次の瞬間、とうとう海面に、その英名、すなわちYellowtail amberjack に相応しい稲妻が走った。今まで十分に惹き付けられて来たはずのソイツに、この一瞬で、更に心を奪われてしまった。刹那、構えた竿に重厚な衝撃が伝わる。3度追い合わせを入れる。これは夢か。何度も何度もこのファイトをイメージしてきたはずなのにな。ハハハ、笑っちまう。陳腐なファイトイメージなんか意識の彼方にぶっ飛んでしまい、何m先の魚と、力と力でぶつかり合うだけだった。無我夢中...頭の中が真っ白になりながら、強烈な引きと闘った。途中は、よく覚えていない。ずり上げに手こずり、2度ほど波に還してしまったが、3度目くらいでようやく上がってきた。スプールをフリーにした。立ち位置から一瞬で駆け下り、その尾の付け根を掴んだ!







獲った。あ~、獲った獲った獲った!







獲れた...もう立っているのが不思議なくらいだ。またこの感覚だ。絶頂だ。手足は震え、痺れ、それでいて身体は緩みきって言うことを聞かない。自分が自分でないようで、自分本来の自分のようでもある。溢れてくる気持ちがどこに行ったら良いのか分からない。ふとその視線が足元のヒラマサに向いた。この魚だけは!今の自分を、この狂気にも似た絶頂を許容してしまった!言葉にならない。呻きなのか喘ぎなのか、笑いなのか!とにかくこみ上げてくる何かを、絶頂の最中、思い切り叫んだ。
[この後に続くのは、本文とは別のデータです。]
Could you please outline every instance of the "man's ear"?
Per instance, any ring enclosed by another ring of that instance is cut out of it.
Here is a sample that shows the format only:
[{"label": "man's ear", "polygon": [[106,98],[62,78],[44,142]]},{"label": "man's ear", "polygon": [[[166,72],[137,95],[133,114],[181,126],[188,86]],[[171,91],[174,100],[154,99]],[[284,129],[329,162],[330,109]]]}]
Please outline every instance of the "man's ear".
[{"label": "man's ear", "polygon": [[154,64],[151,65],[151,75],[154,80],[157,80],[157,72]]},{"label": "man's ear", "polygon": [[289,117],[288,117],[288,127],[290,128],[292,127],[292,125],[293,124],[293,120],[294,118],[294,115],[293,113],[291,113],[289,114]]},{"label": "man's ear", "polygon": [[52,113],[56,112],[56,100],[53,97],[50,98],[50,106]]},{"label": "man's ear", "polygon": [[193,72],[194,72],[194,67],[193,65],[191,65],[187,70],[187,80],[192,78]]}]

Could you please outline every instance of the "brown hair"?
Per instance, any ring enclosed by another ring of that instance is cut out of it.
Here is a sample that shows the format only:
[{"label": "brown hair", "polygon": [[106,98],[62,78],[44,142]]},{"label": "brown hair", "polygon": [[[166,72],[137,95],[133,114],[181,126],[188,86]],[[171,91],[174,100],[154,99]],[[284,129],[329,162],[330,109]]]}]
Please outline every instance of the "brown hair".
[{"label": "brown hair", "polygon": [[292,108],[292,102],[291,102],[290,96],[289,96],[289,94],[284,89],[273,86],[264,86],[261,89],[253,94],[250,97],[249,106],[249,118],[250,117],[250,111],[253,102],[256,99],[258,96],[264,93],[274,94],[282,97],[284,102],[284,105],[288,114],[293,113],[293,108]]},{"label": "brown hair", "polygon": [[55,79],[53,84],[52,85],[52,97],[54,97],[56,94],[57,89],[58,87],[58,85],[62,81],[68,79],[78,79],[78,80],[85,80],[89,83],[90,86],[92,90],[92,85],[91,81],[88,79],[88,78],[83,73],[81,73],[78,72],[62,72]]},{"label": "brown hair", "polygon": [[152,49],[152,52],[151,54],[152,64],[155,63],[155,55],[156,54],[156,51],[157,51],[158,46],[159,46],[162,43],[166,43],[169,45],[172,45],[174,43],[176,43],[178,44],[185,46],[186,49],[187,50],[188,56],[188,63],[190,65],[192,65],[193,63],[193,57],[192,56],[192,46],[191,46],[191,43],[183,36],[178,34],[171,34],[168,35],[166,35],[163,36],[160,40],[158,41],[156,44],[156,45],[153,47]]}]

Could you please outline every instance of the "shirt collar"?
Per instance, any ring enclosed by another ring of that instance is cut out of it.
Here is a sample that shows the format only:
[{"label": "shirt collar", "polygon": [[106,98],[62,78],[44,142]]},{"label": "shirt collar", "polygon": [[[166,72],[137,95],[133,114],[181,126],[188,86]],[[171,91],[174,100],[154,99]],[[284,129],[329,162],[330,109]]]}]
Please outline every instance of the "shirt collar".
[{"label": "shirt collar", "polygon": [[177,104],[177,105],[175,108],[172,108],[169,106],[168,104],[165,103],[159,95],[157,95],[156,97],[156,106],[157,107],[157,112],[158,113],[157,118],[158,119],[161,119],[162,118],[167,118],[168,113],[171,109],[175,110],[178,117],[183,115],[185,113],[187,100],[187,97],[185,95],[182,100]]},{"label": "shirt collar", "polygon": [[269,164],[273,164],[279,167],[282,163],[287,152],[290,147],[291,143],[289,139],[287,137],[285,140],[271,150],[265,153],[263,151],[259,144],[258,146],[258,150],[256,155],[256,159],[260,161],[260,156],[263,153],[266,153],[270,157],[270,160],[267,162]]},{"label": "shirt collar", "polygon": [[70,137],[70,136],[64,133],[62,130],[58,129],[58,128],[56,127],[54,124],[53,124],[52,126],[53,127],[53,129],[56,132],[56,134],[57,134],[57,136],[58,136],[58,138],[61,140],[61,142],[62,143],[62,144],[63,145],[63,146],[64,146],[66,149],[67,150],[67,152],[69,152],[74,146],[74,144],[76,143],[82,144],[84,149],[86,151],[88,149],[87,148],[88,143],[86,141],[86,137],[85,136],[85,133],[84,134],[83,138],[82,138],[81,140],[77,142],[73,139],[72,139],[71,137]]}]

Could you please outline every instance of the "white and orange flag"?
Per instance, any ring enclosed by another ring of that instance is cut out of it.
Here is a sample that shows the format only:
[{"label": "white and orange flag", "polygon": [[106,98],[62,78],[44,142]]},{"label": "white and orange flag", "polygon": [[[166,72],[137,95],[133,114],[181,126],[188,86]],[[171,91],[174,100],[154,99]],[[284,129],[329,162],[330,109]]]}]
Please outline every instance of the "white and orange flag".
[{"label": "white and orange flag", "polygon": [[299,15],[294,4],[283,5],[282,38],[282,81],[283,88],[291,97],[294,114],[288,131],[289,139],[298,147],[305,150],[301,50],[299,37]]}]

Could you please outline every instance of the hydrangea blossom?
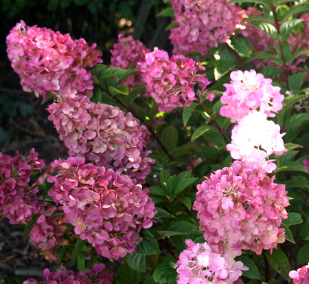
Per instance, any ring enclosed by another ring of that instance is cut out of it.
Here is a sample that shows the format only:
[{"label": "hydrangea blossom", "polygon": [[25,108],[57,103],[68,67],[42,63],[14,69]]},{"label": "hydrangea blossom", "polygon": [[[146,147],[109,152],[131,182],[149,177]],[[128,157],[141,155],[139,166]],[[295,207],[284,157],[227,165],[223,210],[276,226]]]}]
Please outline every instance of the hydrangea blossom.
[{"label": "hydrangea blossom", "polygon": [[20,223],[44,212],[46,203],[40,202],[38,188],[29,185],[30,176],[46,167],[38,156],[34,149],[28,157],[21,156],[19,151],[15,157],[0,153],[0,219],[5,217],[11,224]]},{"label": "hydrangea blossom", "polygon": [[65,270],[59,272],[44,270],[44,278],[38,281],[28,279],[23,284],[111,284],[113,275],[104,271],[103,263],[95,263],[92,269],[87,269],[84,273],[80,272],[75,274],[72,270]]},{"label": "hydrangea blossom", "polygon": [[294,284],[307,284],[309,283],[309,263],[299,268],[297,271],[292,270],[288,276],[293,279]]},{"label": "hydrangea blossom", "polygon": [[157,213],[148,188],[128,176],[103,166],[84,164],[84,158],[60,160],[59,172],[49,195],[65,212],[80,239],[99,254],[116,260],[133,252],[141,241],[139,232],[149,228]]},{"label": "hydrangea blossom", "polygon": [[14,70],[21,76],[25,91],[49,96],[92,96],[91,67],[103,62],[95,44],[83,39],[73,41],[46,28],[16,24],[6,39],[7,52]]},{"label": "hydrangea blossom", "polygon": [[117,107],[90,102],[84,97],[60,98],[48,107],[60,138],[71,157],[84,157],[99,166],[128,173],[146,182],[154,162],[144,150],[150,133],[130,113]]},{"label": "hydrangea blossom", "polygon": [[195,243],[187,239],[187,250],[177,261],[178,284],[231,284],[248,270],[235,257],[241,254],[226,245]]},{"label": "hydrangea blossom", "polygon": [[193,208],[207,243],[222,242],[260,254],[283,243],[284,229],[279,227],[288,218],[289,203],[285,186],[275,184],[275,177],[235,161],[198,184]]},{"label": "hydrangea blossom", "polygon": [[[111,66],[137,69],[139,68],[137,63],[144,61],[146,55],[150,51],[141,41],[135,41],[131,35],[124,37],[120,34],[118,35],[118,42],[114,43],[114,49],[111,52],[113,54]],[[140,72],[135,73],[122,82],[122,85],[128,85],[134,89],[135,82],[140,81]]]},{"label": "hydrangea blossom", "polygon": [[191,58],[173,55],[154,48],[139,63],[141,77],[146,84],[144,96],[152,96],[160,111],[171,112],[176,107],[189,107],[196,100],[194,86],[196,83],[204,90],[210,83],[205,74],[198,74],[205,67]]},{"label": "hydrangea blossom", "polygon": [[173,53],[187,54],[198,50],[209,53],[208,48],[231,43],[229,36],[235,30],[243,29],[240,23],[244,11],[228,0],[171,0],[174,9],[174,22],[178,28],[171,29],[170,39]]},{"label": "hydrangea blossom", "polygon": [[265,113],[253,111],[234,127],[231,143],[227,145],[227,149],[233,159],[247,160],[249,164],[262,166],[271,173],[276,166],[265,158],[273,153],[282,155],[286,151],[282,139],[284,134],[280,133],[278,124],[267,120]]},{"label": "hydrangea blossom", "polygon": [[224,84],[227,90],[220,101],[224,105],[220,110],[222,116],[231,118],[231,122],[240,122],[253,110],[258,110],[267,116],[274,117],[273,112],[282,109],[284,96],[279,87],[273,87],[272,80],[253,69],[238,70],[231,73],[231,84]]}]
上がってきたのは夢にまでみたヒラマサだった。先輩の背中を追いかけて、憧れに突き動かされて、ここまできた。シーバスの経験、沖縄の船に乗せてもらった経験(※3)、もちろん運も...。1人で釣ったとは到底思えない。

この魚は、今の自分の後ろにあるもの全てを映し出してしまったようである。恐ろしい。

帰り道、やっとの思いで遊歩道に戻ってからすこし腰を下ろした。疲労感、安堵感、達成感、恐怖心。胸の内にあった様々な思いから解放されて、脇の藪の中に少し嘔吐いた。

やったんだ。もっとやれる。ありがとう。

右手に確かに感じる重みだけが、駐車場までの脚を前へ前へと運んでくれた。